Халазар обернулся. Никакой фигуры в темном плаще с ним не было, и даже возник соблазн предположить, что это была иллюзия или сон. Но из-за окна снова раздался тот же шелестящий звук, будто крылья птицы взмахнули в ночном воздухе.
2. ПРИЗРАК НА ПИРУ
Кто я?
Она лежала неподвижно, мутными со сна глазами уставясь в белый балдахин. В первые дни здесь, в Халмирионе, она, просыпаясь, прежде всего думала, где она, а после этого приходил другой вопрос, куда более тревожный. На первый вопрос ответить было просто, как только полностью возвращалась память, и со временем он перестал возникать, но второй продолжал беспокоить. Она уже не была Эйлией Корабельщик, и от этого факта было не уйти, хотя она все еще цеплялась за это знакомое имя вместо истинного — Элмирия. Ощущение собственного «Я», такого же постоянного и привычного, как черты лица, улетело в миг, оставив девушку в растерянности и замешательстве. Эйлия Корабельщик была воспитана в ином мире в буквальном смысле слова, семьей, которую она до сих пор не могла считать чужой. Ее «родители» Нелла и Даннор, ее «двоюродные брат и сестра» — Джеймон и Джемма — теперь для нее утеряны. Они — на той стороне пустоты, через которую нет дорог, как через любое море, только куда более протяженной — такого расстояния она до сих пор себе и представить не могла. Но не только это отделяло ее от прежней семьи. Их не объединяла общая кровь — она всегда была чужой среди них.
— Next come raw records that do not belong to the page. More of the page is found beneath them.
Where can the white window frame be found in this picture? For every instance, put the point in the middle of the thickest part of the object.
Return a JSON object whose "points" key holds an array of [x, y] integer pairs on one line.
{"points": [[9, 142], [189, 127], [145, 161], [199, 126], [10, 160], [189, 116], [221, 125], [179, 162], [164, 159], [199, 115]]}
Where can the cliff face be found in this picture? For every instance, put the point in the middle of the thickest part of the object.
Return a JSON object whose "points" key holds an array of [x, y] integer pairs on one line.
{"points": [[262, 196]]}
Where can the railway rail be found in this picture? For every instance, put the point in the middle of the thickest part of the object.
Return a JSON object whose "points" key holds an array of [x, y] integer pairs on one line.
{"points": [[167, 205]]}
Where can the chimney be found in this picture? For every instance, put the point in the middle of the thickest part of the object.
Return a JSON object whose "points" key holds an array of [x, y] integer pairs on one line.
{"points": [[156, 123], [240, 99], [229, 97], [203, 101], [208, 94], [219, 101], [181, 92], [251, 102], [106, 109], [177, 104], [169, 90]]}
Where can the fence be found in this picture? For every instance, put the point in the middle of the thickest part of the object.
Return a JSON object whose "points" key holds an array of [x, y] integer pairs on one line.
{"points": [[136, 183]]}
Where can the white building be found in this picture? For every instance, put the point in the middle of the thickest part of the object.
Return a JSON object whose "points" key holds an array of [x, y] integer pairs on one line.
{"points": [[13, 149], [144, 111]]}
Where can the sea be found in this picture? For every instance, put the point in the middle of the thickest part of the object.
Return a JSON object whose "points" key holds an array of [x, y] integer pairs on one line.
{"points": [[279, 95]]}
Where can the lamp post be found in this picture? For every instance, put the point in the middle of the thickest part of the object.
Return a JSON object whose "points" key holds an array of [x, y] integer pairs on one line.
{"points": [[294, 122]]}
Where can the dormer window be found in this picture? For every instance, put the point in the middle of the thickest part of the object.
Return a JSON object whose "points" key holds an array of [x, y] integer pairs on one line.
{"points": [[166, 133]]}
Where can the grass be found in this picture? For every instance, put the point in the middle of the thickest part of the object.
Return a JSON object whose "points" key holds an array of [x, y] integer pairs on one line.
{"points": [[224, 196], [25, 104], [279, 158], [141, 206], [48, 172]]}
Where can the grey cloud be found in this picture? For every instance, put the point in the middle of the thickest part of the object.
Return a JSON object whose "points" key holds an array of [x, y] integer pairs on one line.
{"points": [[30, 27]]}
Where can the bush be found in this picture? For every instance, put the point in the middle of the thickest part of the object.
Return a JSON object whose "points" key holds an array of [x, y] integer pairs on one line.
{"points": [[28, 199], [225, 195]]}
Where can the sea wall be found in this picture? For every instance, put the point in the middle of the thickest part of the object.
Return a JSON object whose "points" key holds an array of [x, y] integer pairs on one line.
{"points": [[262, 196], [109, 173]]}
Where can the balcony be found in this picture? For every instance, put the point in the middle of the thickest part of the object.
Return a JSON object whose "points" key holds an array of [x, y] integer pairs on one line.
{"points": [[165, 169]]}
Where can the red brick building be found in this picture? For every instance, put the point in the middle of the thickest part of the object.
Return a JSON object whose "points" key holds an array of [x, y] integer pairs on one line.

И все равно она по ним скучала и беспокоилась о них. Ана ей сказала, что община немереев на Мере свяжется с ее приемной семьей и сообщит, что Эйлия в безопасности. Но им никогда не понять, где она сейчас, и, наверное, они о ней тоже беспокоятся — пусть даже Нелла с Даннором знали, что она не их родная дочь и когда-нибудь должна вернуться к своему роду. Эйлия вздохнула. Нелла и остальные первые сказали бы ей, как практичные островитяне, что нет толку лежать и обдумывать это снова и снова. Где бы она ни выросла, здесь ее родной мир, жизнь, которую ей теперь следует вести. Сегодня же — годовщина ее рождения, то есть официальное празднество, в котором она обязана принимать участие.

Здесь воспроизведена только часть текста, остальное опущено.